Post by SwiftSpear »

Pxtl wrote:Well, it depends on the kind of music you want to make. For us mortals, I've seen some very good electronic-loop music made with FruityLoops (now FLStudio). I mean, it's no good for symphonic stuff or rock, but it does electronic music quite well - and realistically, if you're talking about doing all your composition on the computer, that's the field you should stick to.
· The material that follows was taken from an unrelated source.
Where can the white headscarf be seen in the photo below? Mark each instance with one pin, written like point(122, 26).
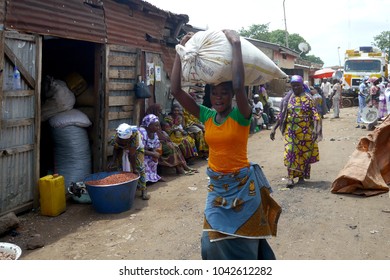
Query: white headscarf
point(124, 131)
edit: didn't read properly, didn't realize you were going to get a MIDI keyboard... although most composition suites (FLStudio included) will support a keyboard.
That's just about completely and utterly untrue. Pretty much all forms of music are now at very least digitally mixed and mastered. Obviously you can't replace a brilliant professional violinist with a synth and keyboard... but if you already have a brilliant professional violinist there's absolutely nothing stopping you from recording and using the samples and rifs in any digital composition. Digital mixing isn't magic, sure, if you want hyper accurate jazz music you're going to need all the jazz instruments and a pretty good talent for playing them, but for the first time in forever we have a tool that will fill in the blanks for anything we're missing.

You can definitely put together full orchestrated tracks with fruity loops assuming you have the right synths and samples. There are many artists that do. Of COURSE they don't sound as good as the real deal, but they also didn't take half a million dollars worth of talent and instrumentation to do. Reason and Cuebase are probably a bit better for digital orchistration, but they are still all digital.